The echo of battle lingers with her. It smolders in her eyes, tenses in her grip, and coils in her step. It never leaves her. She is there now still, in the midst of it, as she enters the marble doors.
Riven’s fingers played along the edges of her blade’s runic inscription – an idle habit, long deprived of meaning. Her thoughts went where they often went in darkness: to dark memories. She gritted her teeth. There was nothing quite so cutting as the recollection of a guilty mind.
She twitched, involuntarily, as the scene of her death unraveled before her.
A damp fog yawned across the valley floor sheepishly, as though reluctant to conceal the horrors of the day.

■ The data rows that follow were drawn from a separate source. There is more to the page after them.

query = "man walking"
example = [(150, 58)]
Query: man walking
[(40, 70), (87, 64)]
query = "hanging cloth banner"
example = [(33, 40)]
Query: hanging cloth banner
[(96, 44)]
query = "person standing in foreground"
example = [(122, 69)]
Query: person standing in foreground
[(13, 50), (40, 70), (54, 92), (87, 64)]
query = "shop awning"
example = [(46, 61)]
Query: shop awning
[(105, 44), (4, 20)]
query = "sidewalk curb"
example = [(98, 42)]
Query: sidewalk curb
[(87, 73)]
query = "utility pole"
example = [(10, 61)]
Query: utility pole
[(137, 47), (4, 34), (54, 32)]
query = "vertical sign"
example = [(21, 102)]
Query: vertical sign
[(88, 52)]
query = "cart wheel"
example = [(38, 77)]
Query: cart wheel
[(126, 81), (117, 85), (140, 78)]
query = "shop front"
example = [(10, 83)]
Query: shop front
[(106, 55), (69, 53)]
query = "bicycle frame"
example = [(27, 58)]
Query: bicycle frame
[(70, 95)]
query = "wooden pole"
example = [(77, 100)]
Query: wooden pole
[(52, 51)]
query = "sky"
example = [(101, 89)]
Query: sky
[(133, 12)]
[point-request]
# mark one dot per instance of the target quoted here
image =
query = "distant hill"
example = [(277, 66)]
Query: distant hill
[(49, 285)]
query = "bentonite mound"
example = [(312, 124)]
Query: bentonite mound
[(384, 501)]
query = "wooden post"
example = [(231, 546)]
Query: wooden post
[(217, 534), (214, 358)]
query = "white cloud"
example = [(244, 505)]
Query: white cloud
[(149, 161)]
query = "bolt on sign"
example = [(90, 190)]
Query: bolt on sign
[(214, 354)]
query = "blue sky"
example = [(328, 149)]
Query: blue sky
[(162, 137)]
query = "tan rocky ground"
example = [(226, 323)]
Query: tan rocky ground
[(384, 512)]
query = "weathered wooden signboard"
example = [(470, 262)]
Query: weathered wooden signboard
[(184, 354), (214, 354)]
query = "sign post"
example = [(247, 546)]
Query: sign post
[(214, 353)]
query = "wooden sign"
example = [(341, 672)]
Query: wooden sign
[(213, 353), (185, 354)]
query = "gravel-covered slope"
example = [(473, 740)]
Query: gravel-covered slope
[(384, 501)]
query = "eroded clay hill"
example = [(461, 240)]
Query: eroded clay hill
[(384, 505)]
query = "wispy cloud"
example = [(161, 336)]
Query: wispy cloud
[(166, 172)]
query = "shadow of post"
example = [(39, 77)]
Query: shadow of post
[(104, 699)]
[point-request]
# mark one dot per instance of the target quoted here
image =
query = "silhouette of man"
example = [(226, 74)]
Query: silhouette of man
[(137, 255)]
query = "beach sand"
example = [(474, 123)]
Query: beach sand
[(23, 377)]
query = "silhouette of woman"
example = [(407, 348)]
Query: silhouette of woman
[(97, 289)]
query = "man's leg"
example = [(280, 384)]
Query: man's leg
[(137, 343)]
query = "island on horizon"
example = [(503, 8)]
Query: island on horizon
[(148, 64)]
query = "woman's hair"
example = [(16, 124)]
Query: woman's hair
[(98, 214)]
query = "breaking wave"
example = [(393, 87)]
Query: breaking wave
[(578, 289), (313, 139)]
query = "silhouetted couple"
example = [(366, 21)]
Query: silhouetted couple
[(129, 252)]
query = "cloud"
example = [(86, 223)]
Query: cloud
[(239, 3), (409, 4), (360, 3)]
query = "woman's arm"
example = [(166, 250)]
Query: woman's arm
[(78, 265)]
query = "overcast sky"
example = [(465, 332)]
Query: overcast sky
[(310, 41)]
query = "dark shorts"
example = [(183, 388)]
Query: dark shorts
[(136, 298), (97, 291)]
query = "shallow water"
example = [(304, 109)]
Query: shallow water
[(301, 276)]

The gagging stench would have betrayed its effort, had not the smell so thoroughly permeated the Ionian countryside. Death was now a permanent resident of the somber isle, and its purchase grew with every passing hour. After so many similar fields, Riven no longer took account of it.
Dusk was settling as the company marched on, the stamp of their boots thick and dull crossing the grimy stretch. Riven’s own boots were becoming stained a deep brown by the mud. She felt a pang of nausea as she realized it wasn’t rainwater that dampened the soil.

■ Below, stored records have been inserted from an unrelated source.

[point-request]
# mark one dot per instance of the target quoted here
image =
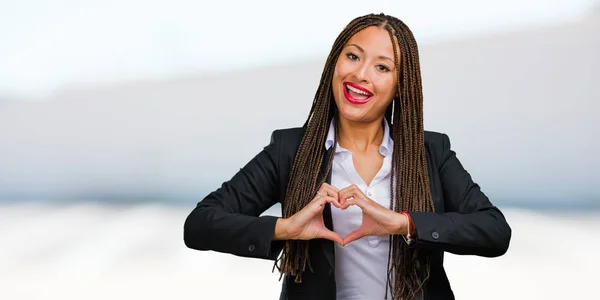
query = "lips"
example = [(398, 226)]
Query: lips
[(356, 94)]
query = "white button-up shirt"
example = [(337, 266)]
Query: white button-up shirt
[(361, 266)]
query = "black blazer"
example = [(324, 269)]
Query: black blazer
[(228, 221)]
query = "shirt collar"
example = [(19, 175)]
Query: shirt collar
[(387, 144)]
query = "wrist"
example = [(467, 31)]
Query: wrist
[(409, 230), (281, 232)]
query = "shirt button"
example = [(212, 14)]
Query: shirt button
[(374, 241)]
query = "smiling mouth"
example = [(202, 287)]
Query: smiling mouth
[(356, 94)]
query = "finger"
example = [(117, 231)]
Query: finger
[(333, 236), (328, 190), (349, 188), (325, 185), (355, 196), (353, 236), (327, 199)]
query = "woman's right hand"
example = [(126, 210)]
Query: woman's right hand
[(308, 223)]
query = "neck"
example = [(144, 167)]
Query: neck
[(360, 136)]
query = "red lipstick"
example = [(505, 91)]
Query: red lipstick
[(363, 95)]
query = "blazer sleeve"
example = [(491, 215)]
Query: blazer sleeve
[(471, 224), (228, 219)]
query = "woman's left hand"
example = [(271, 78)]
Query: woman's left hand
[(376, 219)]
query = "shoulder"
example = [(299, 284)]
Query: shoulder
[(437, 145), (287, 139), (288, 134)]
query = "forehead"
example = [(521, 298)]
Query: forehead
[(375, 41)]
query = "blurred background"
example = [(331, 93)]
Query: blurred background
[(117, 117)]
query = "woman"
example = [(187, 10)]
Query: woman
[(370, 200)]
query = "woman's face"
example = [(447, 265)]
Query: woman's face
[(364, 82)]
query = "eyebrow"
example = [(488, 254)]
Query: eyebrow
[(362, 50)]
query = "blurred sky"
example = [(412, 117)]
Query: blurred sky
[(45, 45)]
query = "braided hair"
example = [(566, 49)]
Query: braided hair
[(409, 183)]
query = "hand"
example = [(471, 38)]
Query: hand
[(376, 219), (308, 223)]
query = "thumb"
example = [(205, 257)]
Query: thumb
[(333, 236)]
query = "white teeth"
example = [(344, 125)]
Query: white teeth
[(357, 90)]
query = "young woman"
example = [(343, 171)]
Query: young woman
[(371, 201)]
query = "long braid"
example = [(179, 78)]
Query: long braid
[(409, 183)]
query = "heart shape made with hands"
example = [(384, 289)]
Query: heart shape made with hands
[(376, 219)]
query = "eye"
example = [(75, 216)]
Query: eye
[(351, 56), (383, 68)]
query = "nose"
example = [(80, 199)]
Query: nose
[(361, 73)]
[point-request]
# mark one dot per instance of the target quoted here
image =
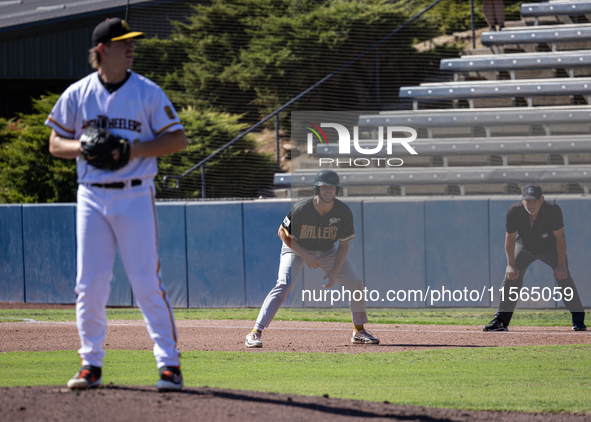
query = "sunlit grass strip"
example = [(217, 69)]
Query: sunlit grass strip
[(531, 379)]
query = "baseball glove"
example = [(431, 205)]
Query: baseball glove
[(98, 145)]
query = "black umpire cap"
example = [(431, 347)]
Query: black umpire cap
[(113, 29), (532, 191)]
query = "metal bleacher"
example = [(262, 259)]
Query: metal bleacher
[(555, 8), (518, 61), (488, 148)]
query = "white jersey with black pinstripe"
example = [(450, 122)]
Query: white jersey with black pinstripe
[(138, 111)]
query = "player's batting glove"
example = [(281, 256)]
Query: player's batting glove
[(98, 145)]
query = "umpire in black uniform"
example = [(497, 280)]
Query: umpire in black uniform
[(540, 235)]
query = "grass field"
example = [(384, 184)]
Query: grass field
[(529, 378), (463, 316)]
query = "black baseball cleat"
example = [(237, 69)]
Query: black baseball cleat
[(495, 325), (87, 377), (171, 379), (579, 326)]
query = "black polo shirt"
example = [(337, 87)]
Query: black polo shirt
[(538, 238), (317, 232)]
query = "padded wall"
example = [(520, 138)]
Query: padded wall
[(226, 254), (172, 249), (12, 276), (49, 239), (457, 251), (394, 238), (215, 255)]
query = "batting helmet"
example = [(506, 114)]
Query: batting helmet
[(326, 178)]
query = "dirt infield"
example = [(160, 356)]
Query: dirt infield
[(119, 403)]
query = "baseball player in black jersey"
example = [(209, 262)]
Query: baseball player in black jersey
[(540, 235), (309, 233)]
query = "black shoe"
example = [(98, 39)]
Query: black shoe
[(170, 379), (579, 326), (495, 325), (87, 377)]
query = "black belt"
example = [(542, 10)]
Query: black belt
[(116, 185)]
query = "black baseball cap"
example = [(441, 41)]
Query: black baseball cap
[(113, 29), (532, 191)]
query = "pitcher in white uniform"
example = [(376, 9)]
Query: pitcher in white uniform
[(116, 208)]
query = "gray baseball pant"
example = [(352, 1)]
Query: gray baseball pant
[(523, 259), (290, 268)]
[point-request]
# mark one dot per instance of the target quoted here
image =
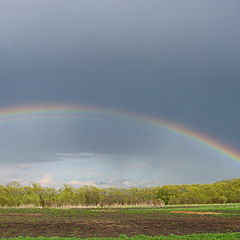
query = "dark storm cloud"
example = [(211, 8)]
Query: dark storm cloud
[(176, 59)]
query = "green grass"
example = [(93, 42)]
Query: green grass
[(206, 236), (226, 210)]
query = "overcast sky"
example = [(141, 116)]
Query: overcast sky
[(177, 60)]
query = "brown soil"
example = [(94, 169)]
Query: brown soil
[(114, 224), (196, 212), (24, 214)]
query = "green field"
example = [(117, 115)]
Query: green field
[(215, 221), (227, 236)]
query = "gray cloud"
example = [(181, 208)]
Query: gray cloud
[(173, 59)]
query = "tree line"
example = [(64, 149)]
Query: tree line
[(15, 195)]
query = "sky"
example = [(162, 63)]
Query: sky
[(167, 59)]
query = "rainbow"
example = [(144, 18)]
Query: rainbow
[(27, 112)]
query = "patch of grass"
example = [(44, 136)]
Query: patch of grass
[(206, 236)]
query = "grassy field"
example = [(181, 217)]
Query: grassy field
[(113, 222), (219, 236)]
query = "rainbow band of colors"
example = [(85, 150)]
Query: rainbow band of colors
[(27, 112)]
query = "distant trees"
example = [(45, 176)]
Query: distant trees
[(14, 195)]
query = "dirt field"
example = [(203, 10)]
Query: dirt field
[(111, 222)]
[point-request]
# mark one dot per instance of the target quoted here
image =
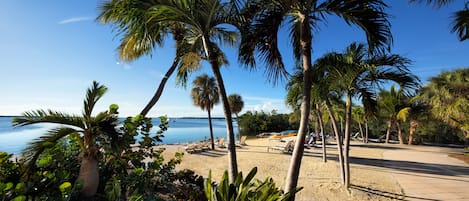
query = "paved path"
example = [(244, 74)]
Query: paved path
[(428, 173)]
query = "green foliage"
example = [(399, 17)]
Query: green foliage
[(253, 123), (244, 189)]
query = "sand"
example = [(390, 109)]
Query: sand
[(320, 181)]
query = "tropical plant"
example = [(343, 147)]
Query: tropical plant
[(448, 96), (359, 74), (395, 105), (236, 105), (140, 35), (86, 128), (206, 21), (460, 18), (303, 17), (244, 189), (205, 95)]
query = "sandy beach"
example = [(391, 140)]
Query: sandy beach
[(320, 181)]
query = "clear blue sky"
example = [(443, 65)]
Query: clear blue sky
[(52, 50)]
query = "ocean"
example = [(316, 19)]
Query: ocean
[(181, 130)]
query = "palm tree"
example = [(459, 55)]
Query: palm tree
[(396, 106), (206, 21), (140, 35), (236, 105), (87, 128), (360, 74), (460, 18), (303, 16), (205, 95), (447, 94)]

She forced the thought out of her head. There would be more fields, more fogs, more harrowing muck – she could process it all later. “Focus is essential,” her drill instructor used to bark. “A lot happens in the chaos of battle, but you can only accomplish one thing at a time.”
Now it was marching.
Fury Company had trudged for days to catch up with the rest of the 42nd Standard, and the dreary trail through the Zaunite Melters’ aftermath was... messy. War was all about casualties, but the rising number of civilian losses was staggering. The High Command had expected the peace-loving Ionians to roll over and surrender in the face of Noxus’ military juggernaut. Instead the resistance was fierce and unrelenting. For a society that preached pacifism, the Ionians didn’t hesitate to get their hands dirty.
Riven was impressed.
This was a particularly grim scene. The Coeur Valley was one of the few passageways through which the Melters could cross the foothills of northern Shon-Xan. The Ionians had made a desperate stand there that morning, hoping to stem or slow the pace of Zaun’s death machines. It was a telling failure for Ionia. They hadn’t even managed to scramble half the forces Noxian intelligence had predicted, and ample countermeasures were taken long before the Melters attempted the pass. Still, for such a meager resistance, Riven couldn’t help but notice the abundance of Noxian uniforms littered amongst the dead.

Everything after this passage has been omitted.